Google’s New AI-Focused 'A3' Supercomputer Has 26,000 GPUs (2024)

Cloud providers are building armies of GPUs to provide more AI firepower. At its annual Google I/O developer conference today, Google announced an AI supercomputer with 26,000 GPUs. The Compute Engine A3 supercomputer is one more proof point that it is throwing more resources in an aggressive counteroffensive in its battle for AI supremacy with Microsoft.

The supercomputer has about 26,000 Nvidia H100 Hopper GPUs. For reference, the world’s fastest public supercomputer, Frontier, has 37,000 AMD Instinct 250X GPUs.

“For our largest customers, we can build A3 supercomputers up to 26,000 GPUs in a single cluster and are working to build multiple clusters in our largest regions,” a Google spokeswoman said in an email, adding that “not all of our locations will be scaled to this large size.”

The system was announced at the Google I/O conference, which is being held in Mountain View, California. The developer conference has emerged as a showcase for many of Google’s AI software and hardware capabilities. Google has accelerated its AI development after Microsoft put technologies from OpenAI into Bing search and office productivity applications.

The supercomputer is targeted at customers looking to train large-language models. Google announced the accompanying A3 virtual machine instances for companies looking to use the supercomputer. Many cloud providers are now deploying H100 GPUs, and Nvidia in March launched its own DGX cloud service, which is expensive compared to renting previous generation A100 GPUs.

Google said that the A3 supercomputer is a significant upgrade over compute resources provided by existing A2 virtual machines with Nvidia’s A100 GPUs.

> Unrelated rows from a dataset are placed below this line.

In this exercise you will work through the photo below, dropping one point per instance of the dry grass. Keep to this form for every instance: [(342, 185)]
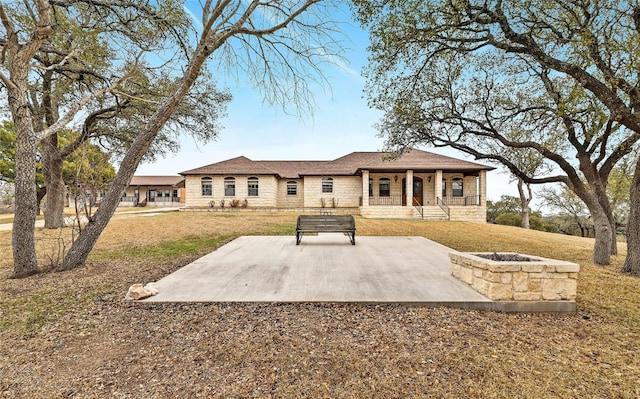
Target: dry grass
[(71, 334)]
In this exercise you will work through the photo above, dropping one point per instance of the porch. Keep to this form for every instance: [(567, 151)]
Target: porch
[(428, 195)]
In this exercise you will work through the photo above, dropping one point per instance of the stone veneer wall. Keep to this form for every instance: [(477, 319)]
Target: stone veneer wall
[(540, 280), (347, 191)]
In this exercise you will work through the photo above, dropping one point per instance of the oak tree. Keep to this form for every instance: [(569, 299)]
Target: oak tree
[(466, 74)]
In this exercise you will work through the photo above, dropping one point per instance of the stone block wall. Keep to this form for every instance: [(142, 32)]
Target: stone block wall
[(541, 279)]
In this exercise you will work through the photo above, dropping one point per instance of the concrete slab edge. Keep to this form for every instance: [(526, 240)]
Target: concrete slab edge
[(499, 306)]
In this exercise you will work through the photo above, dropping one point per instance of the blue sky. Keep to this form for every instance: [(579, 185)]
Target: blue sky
[(342, 123)]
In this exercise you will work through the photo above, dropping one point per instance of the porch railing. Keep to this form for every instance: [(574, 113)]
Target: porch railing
[(465, 201), (386, 200), (444, 207), (164, 199)]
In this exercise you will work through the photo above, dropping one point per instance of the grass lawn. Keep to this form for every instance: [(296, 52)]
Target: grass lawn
[(71, 334)]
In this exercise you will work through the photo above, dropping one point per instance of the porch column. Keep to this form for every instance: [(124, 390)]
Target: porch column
[(365, 188), (409, 188), (438, 185)]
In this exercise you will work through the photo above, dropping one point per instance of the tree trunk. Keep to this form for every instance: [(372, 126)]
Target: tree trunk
[(632, 261), (52, 168), (18, 57), (25, 262), (80, 249), (524, 203), (602, 246)]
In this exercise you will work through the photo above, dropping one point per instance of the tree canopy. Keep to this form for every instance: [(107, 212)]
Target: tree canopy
[(282, 46), (554, 78)]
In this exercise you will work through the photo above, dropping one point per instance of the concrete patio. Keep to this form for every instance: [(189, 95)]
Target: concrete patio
[(327, 268)]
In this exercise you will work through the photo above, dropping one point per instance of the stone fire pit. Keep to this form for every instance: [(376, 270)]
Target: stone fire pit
[(505, 276)]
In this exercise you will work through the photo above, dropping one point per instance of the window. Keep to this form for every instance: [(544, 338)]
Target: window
[(252, 186), (207, 186), (327, 184), (456, 187), (292, 188), (384, 187), (229, 186)]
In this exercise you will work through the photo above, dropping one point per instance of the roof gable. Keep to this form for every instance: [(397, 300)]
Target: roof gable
[(349, 164), (156, 180), (235, 166)]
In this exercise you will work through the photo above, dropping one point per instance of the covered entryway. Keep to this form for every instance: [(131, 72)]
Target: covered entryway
[(417, 191)]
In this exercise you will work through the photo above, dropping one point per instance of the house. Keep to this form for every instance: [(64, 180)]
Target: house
[(154, 191), (418, 184)]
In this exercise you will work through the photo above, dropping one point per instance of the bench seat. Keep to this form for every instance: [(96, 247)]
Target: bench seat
[(326, 224)]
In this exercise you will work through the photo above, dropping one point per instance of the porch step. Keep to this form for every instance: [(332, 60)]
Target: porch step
[(430, 213)]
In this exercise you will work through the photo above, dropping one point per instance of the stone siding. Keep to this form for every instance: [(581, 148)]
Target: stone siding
[(347, 191), (267, 191), (539, 280)]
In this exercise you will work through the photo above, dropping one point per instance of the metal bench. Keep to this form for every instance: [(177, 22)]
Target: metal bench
[(326, 224)]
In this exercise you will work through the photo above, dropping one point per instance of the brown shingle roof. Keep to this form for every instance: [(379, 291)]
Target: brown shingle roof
[(156, 180), (349, 164), (415, 159)]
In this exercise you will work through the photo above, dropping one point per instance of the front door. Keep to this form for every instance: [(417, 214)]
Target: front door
[(417, 191)]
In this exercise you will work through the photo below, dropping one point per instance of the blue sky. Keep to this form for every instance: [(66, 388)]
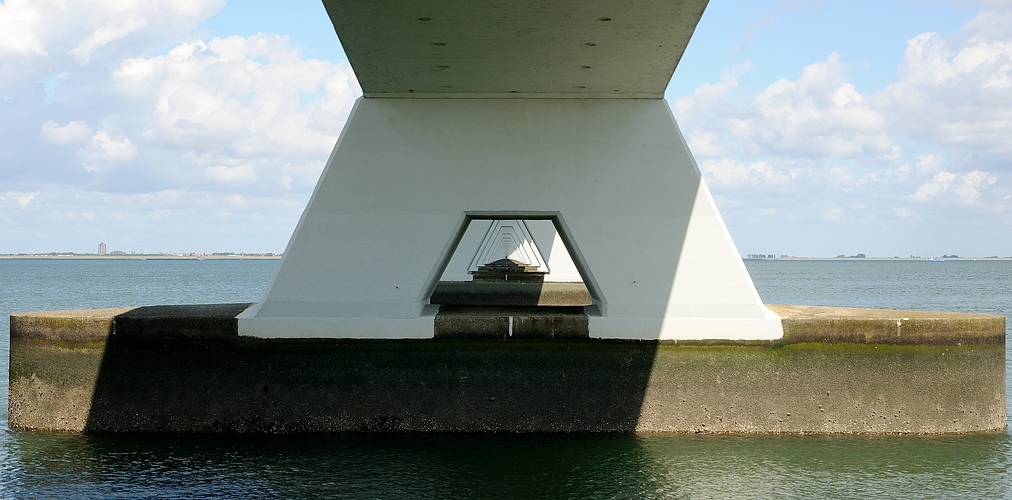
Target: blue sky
[(821, 127)]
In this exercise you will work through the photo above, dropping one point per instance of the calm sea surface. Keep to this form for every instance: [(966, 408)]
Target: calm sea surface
[(498, 466)]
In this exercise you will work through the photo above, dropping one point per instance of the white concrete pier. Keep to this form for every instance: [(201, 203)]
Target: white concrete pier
[(529, 112)]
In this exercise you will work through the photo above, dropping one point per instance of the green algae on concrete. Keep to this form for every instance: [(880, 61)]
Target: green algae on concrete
[(160, 381), (831, 324)]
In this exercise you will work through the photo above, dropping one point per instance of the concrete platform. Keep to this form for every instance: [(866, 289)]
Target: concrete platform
[(836, 370)]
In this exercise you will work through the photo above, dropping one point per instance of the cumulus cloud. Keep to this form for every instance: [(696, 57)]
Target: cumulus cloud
[(103, 35), (22, 199), (240, 94), (957, 90), (932, 147), (119, 115), (72, 133), (940, 134)]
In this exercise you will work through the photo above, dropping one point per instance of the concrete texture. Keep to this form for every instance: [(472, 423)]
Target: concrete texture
[(519, 49), (510, 294), (510, 323), (830, 324), (167, 383)]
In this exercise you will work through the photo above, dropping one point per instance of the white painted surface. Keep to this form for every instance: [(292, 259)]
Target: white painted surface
[(518, 49), (615, 173)]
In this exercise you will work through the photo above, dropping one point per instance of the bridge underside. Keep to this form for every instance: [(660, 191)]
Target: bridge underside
[(524, 110)]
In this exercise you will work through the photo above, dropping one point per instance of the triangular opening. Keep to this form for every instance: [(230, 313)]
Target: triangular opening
[(511, 262), (532, 242), (509, 240)]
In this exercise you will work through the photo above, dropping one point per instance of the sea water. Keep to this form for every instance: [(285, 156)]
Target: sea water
[(499, 466)]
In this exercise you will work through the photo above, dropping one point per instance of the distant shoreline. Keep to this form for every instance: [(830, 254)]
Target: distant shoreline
[(136, 257), (877, 259)]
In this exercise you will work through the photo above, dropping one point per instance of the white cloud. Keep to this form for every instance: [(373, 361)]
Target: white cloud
[(957, 90), (103, 35), (22, 199), (222, 173), (39, 27), (964, 188), (72, 133), (728, 172), (108, 146), (242, 95)]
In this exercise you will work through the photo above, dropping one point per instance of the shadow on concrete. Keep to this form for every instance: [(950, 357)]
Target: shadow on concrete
[(199, 377)]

Google is pooling all A3 computing instances, which are spread geographically, into a single supercomputer.

“The A3 supercomputer’s scale provides up to 26 exaflops of AI performance, which considerably improves the time and costs for training large ML models,” said Google’s Roy Kim, a director, and Chris Kleban, a product manager, in a blog entry.

The exaflops performance metric, which is used by companies to estimate the raw performance of an AI computer, is still viewed with a pinch of salt by critics. In Google’s case, the flops are meted out in training-targeted TF32Tensor Core performance, which gets you to “exaflops” about 30x faster than the double-precision (FP64) floating point math that most classic HPC applications still require.